Here’s what I will tell you. I remember Dick Gregory when I was coming up and him appearing on The Jack Paar Show for the very first time. Now I didn’t know what was going on, but as it turns out, he had actually turned down The Jack Paar Show, which would usually have Black entertainers on and they would do a bit then he’d shoo them off like flies on a windowsill.

But in Dick’s case, he said, “I will not do your show unless you allow me to sit on the couch and make a connection with the audience after I’ve done my routine.” And eventually, Jack Paar relented and Dick Gregory went on to respond to the show and in that one moment, broke the color line in terms of comedians on late-night television.

When I saw it as a kid, all I thought was, “Isn’t this great to see a Black comedian.” At the time, he was doing comedy that nobody else was doing. He was doing political comedy. Talking about the Kennedys, you know, what was going on in the world and how those things connected Black people, either him or friends he knew, whatever the situation was.
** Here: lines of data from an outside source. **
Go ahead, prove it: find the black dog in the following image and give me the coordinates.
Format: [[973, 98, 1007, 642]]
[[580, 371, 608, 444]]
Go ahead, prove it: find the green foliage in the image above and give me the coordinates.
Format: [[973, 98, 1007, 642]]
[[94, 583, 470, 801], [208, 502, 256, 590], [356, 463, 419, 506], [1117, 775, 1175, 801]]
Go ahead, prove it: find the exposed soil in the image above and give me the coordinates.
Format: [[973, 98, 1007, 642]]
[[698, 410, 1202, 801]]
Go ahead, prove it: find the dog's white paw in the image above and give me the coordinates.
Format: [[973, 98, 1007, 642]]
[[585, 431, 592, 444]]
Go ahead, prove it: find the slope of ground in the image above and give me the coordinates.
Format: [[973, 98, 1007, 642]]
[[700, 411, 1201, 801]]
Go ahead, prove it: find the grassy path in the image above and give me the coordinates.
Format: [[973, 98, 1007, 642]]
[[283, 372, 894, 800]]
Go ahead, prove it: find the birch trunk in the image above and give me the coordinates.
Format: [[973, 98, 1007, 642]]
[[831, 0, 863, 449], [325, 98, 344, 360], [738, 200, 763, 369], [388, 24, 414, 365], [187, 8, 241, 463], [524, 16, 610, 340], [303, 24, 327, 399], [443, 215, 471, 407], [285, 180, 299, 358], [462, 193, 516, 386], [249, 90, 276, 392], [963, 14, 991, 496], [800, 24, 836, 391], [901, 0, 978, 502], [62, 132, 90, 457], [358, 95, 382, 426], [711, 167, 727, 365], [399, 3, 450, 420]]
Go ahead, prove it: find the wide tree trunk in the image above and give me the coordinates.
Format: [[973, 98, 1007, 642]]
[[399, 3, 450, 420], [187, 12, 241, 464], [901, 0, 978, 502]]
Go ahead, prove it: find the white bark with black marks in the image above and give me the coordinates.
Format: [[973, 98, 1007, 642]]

That’s what I thought about it.

I thought this was just amazing. It was something I’d never seen before. I mean I had heard comedians do their routines, but their routines were like you know comedy stuff. This was a man talking about Black people in America and the interesting things that happen to them and what history’s response to those things were and you’d never heard anybody talk about that before. At least I hadn’t, so I was absolutely taken by it.